A senior US government official, speaking after six days of U.S. peace talks with Afghan Taliban militants, said on Monday that Washington was committed to withdrawing foreign forces from Afghanistan to end more than 17 years of war.
The official, who declined to be identified, described "significant progress" in talks last week with the Taliban in Qatar about a foreign troop pullout, but more negotiations were needed on a ceasefire and its timing.
"Of course we don't seek a permanent military presence in Afghanistan," the official said in the capital Kabul. "Our goal is to help bring peace in Afghanistan and we would like a future partnership, newly defined with a post peace government," the official told Reuters. "We would like to leave a good legacy."
There could not be a withdrawal without a ceasefire, the official said. The issue looms as a sticking point in the next round of talks on February 25, with the US official saying Taliban negotiators wanted a full withdrawal before a ceasefire.
Despite the presence of US-led foreign forces training, advising and assisting their Afghan counterparts, the Taliban control nearly half of Afghanistan and stage near-daily attacks against the Western-backed Afghan government and its security forces.
Afghan President Ashraf Ghani said last week that 45,000 members of the country's security forces had been killed since he took office in 2014.
There were reports last month that the United States was considering pulling out almost half of its forces, but a White House spokesman said US President Donald Trump had not issued orders to withdraw. However, the administration has not denied the reports.
Both US officials and the hardline Islamic group hailed progress after the talks on Saturday with US special peace envoy Zalmay Khalilzad. He told the New York Times on Monday that a draft framework had been completed but details still needed to be fleshed out.

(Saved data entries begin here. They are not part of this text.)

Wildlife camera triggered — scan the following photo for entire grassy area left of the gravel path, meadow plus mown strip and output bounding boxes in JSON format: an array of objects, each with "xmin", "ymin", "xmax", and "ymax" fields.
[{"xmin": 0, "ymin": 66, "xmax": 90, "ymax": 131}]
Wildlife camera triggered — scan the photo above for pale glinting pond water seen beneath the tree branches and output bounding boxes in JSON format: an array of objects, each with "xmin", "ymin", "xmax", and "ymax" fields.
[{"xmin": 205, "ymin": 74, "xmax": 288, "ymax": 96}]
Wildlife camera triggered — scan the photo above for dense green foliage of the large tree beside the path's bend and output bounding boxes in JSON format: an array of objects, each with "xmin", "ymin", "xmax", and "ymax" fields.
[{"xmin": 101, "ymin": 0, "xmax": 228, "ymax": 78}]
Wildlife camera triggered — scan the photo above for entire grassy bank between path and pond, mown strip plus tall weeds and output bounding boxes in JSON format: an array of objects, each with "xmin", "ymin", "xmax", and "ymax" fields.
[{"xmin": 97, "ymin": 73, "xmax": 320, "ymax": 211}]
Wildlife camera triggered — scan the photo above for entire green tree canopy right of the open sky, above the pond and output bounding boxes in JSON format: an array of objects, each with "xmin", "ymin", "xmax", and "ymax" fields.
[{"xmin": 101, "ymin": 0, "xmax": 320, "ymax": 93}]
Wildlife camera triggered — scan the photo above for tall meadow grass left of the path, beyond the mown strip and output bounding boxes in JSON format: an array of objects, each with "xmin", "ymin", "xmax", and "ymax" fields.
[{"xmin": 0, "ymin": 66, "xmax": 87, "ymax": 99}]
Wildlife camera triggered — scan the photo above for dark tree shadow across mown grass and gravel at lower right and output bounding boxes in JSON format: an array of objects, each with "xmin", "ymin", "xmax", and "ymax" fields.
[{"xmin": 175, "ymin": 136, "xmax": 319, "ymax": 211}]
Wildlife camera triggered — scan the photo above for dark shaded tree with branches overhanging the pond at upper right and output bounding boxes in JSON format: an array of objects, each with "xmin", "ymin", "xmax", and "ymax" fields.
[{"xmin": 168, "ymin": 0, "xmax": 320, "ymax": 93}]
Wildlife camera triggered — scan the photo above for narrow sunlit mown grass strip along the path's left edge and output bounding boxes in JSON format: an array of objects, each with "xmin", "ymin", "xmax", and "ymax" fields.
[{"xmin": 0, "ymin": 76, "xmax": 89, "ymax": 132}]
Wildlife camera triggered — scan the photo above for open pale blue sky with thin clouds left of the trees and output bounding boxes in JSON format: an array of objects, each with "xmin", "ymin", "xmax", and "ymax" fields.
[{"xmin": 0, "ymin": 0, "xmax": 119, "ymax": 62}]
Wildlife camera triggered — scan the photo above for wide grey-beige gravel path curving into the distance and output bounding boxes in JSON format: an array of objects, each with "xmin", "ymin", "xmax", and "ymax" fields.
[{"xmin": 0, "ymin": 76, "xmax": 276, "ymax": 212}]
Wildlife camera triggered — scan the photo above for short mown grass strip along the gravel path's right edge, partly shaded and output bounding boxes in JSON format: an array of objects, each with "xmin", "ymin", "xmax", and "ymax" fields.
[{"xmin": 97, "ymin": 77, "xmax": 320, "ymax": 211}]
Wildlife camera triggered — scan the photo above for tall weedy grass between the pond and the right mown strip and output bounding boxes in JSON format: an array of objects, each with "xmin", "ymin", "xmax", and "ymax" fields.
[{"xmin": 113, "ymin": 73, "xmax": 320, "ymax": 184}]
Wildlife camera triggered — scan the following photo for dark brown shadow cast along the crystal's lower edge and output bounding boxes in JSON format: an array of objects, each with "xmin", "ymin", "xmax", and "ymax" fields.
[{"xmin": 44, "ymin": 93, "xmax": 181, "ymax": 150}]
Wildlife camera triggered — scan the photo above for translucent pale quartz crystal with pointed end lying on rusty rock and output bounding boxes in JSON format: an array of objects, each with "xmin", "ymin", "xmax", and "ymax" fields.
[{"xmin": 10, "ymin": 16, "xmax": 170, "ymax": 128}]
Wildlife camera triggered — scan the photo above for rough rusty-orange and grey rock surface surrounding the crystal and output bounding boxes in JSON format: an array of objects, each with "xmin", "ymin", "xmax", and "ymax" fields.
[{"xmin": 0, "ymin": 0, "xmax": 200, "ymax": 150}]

Taliban sources told Reuters on Saturday that the United States had agreed on the withdrawal of foreign troops within 18 months of the signing of a pact but the US official said a timeline was not discussed.
The United States has about 14,000 troops in Afghanistan as part of a NATO-led mission and a US counter-terrorism mission largely directed at groups such as Islamic State and al Qaeda.
Some 8,000 troops from 38 other countries are participating in the operation, known as Resolute Support. The official said progress was made on addressing core US concerns that Afghanistan will not be used as a base by al Qaeda or Islamic State for attacks against the United States and its allies.
"That is why we came to Afghanistan in the first place," the official said. Apart from the ceasefire, the Taliban did not discuss the need for talks with the Afghan government to reach a durable political settlement, the US official said.
The Taliban have repeatedly refused to talk to the Afghan government, which they see as a puppet of the United States, throwing into question how effective a peace deal could really be. The Taliban do want, however, to join an interim government post-deal--something that alarms Ghani.
Khalilzad, an Afghan-born American diplomat, met Ghani for four hours on Sunday to outline progress and seek his support. In response, Ghani said in a televised address that the presence of foreign forces was based on an international agreement and they will not be required for ever.
"No Afghans want foreign forces in their country for the long term," Ghani said. "The current presence of foreign forces is based on need...and according to an exact and arranged plan we are trying to bring down that number to zero."